Pour son quatrième long-métrage, Joachim Trier semble avoir fait sien l’acte de foi mitterrandien. Avec Thelma, superbe Eili Harboe, jeune comédienne de vingt-deux ans, il campe en effet une héroïne aussi fascinante qu’inquiétante, dotée de formidables «forces de l’esprit ». Forces inquiétantes, car plus destructrices que véritablement porteuses de vie.
Mais cette «clé » n’est livrée au spectateur que dans le second temps du film. Le premier volet nous amène à nous pencher, mais au féminin, sur la même tranche d’âge que dans le superbe «Oslo, 31 août » (2011) : ce tournant qui marque la fin de l’adolescence et l’entrée dans la vie adulte, phase risquée puisqu’il s’agit de s’être trouvé, puis de s’engager, véritablement, au sens le plus pesant du terme, dans la vie que le jeune adulte se sera choisie... On suit ce nouvel opus de Joachim Trier en ayant constamment, à l’esprit, le destin connu par le jeune héros de ce film antérieur, héros qui révéla au grand public un acteur bouleversant, Anders Danielsen Lie ; un destin de refus radical, absolu, dans lequel on craint que cette nouvelle héroïne (aussi intense, aussi hypersensible) rejoigne celui qui se met à apparaître comme un grand frère de fiction.

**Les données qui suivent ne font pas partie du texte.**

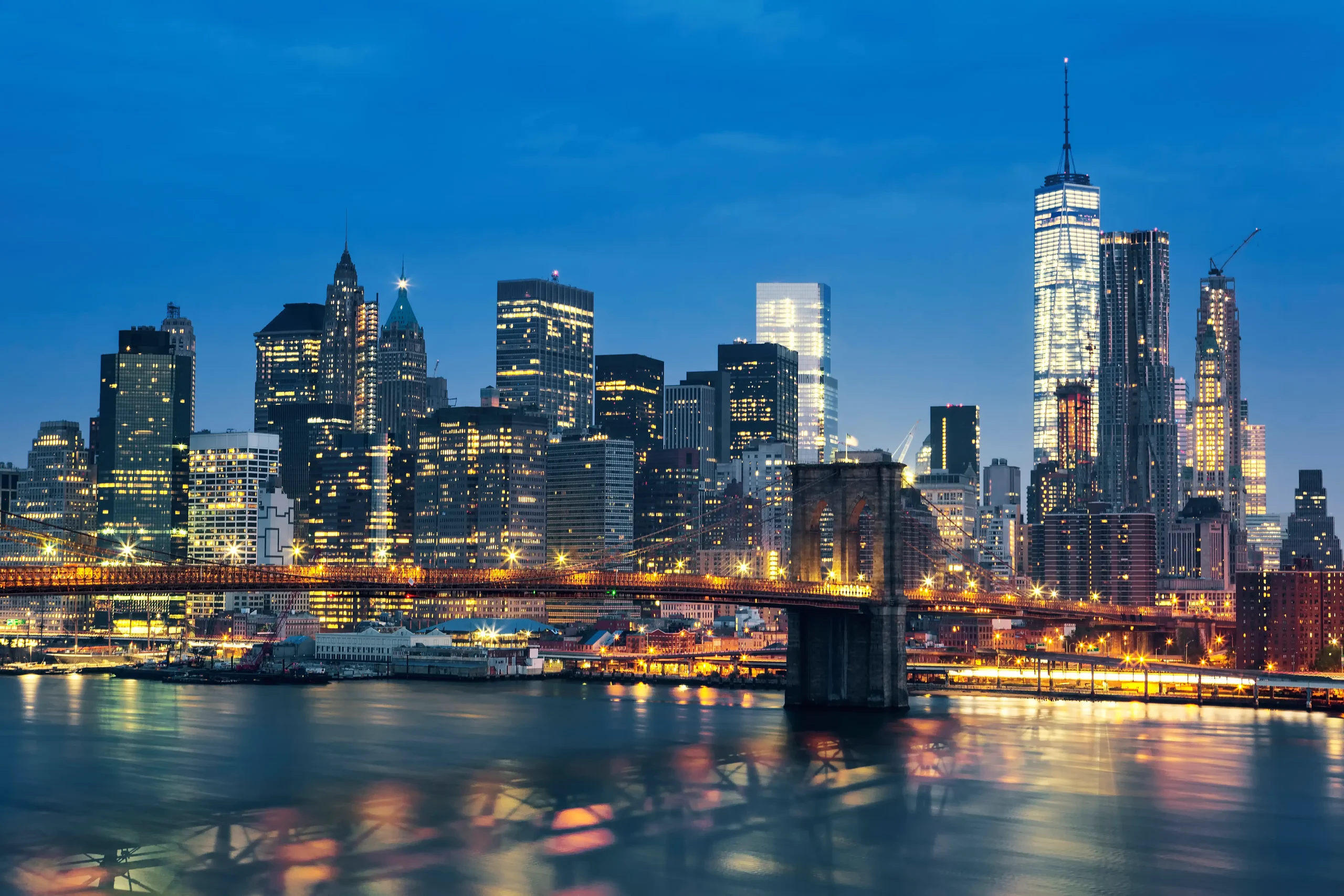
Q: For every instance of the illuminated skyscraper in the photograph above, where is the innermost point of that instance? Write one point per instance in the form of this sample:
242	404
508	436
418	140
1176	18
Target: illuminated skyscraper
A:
1218	449
629	400
797	316
182	338
1213	421
144	422
762	394
954	440
350	347
1138	433
401	368
229	472
58	489
480	489
288	362
1067	277
543	350
1254	468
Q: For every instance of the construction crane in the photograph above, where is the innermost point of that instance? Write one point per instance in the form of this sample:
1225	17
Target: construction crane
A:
905	444
1217	270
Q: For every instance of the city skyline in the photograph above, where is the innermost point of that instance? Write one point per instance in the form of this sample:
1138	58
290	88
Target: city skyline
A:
454	297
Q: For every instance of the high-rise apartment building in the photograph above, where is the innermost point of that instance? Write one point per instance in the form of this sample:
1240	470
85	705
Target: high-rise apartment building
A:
57	495
722	418
1003	484
229	472
401	370
543	351
797	316
954	440
668	503
480	489
1218	405
1254	469
1184	431
144	422
629	400
350	347
1311	530
690	414
591	500
351	516
762	394
182	339
1067	287
766	477
1138	444
288	362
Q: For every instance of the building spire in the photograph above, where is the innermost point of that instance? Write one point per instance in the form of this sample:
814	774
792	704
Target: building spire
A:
1067	156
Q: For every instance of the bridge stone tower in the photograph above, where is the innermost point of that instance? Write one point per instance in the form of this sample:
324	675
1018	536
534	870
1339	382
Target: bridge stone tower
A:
848	657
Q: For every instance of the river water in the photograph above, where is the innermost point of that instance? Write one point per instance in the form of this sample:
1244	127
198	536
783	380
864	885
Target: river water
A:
603	790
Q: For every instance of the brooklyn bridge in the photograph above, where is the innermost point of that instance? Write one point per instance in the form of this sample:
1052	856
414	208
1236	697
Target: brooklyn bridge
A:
847	624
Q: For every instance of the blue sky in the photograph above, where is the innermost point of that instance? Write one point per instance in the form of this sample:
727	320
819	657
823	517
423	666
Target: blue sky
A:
667	155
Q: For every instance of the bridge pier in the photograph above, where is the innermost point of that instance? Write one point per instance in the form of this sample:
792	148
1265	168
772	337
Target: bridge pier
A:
848	659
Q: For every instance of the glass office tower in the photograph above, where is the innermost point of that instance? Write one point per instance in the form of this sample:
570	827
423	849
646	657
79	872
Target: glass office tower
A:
543	351
1067	281
797	316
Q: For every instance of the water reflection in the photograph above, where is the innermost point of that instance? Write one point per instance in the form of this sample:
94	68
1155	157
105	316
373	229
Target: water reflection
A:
586	789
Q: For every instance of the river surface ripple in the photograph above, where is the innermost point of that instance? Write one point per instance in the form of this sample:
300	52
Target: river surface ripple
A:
603	790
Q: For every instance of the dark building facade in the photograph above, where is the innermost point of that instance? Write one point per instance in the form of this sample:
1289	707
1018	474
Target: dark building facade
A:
144	424
954	438
629	400
288	362
1311	531
543	351
762	394
668	511
1289	620
1136	426
401	370
1098	554
480	489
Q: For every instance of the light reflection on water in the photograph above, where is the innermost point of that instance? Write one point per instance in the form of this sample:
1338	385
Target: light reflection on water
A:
589	789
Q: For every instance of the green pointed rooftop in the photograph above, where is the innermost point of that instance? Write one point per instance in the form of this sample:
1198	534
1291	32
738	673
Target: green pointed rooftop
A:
402	316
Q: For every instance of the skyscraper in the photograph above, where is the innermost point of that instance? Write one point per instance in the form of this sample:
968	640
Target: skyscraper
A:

D’autant qu’il y aurait de quoi refuser. Thelma, qui arrive des forêts sauvages de la Norvège pour rejoindre Oslo (à nouveau...) et l’une de ses grandes universités, se dévoile peu à peu comme issue d’une famille au sein de laquelle la religion joue le rôle d’un carcan empêchant de penser, d’éprouver, presque de vivre. Quoi d’étonnant à ce que ce côtoiement d’une liberté nouvelle (quoique fortement bridée par un contrôle parental téléphonique et métronomique) provoque des crises convulsives si violentes qu’elles sont d’abord interprétées comme de l’épilepsie ? Certains carcans, pense-t-on alors, ne sauraient se fendiller délicatement à la manière d’une coquille d’œuf ; il leur faut exploser... Surtout lorsque l’affranchissement prend aussi les allures d’une attirance homosexuelle, celle qui pousse irrésistiblement l’une vers l’autre Thelma et sa camarade d’études, Anja, incarnée par la sombre et lumineuse Kaya Wilkins, aussi chanteuse de son état, sous le nom d’Okay Kaya. À ce stade, le film prend la tournure d’un drame psychologique, à la manière des précédentes réalisations de Joachim Trier, et un autre grand cousin cinématographique nous fait aussi redouter le pire : le somptueux «Chemin de croix », de l’Allemand Dietrich Brüggemann, qui donnait à voir, en quatorze tableaux, comme autant de stations, l’implacable démonstration du caractère profondément nocif, délétère, de l’intégrisme religieux, quel que soit son bord...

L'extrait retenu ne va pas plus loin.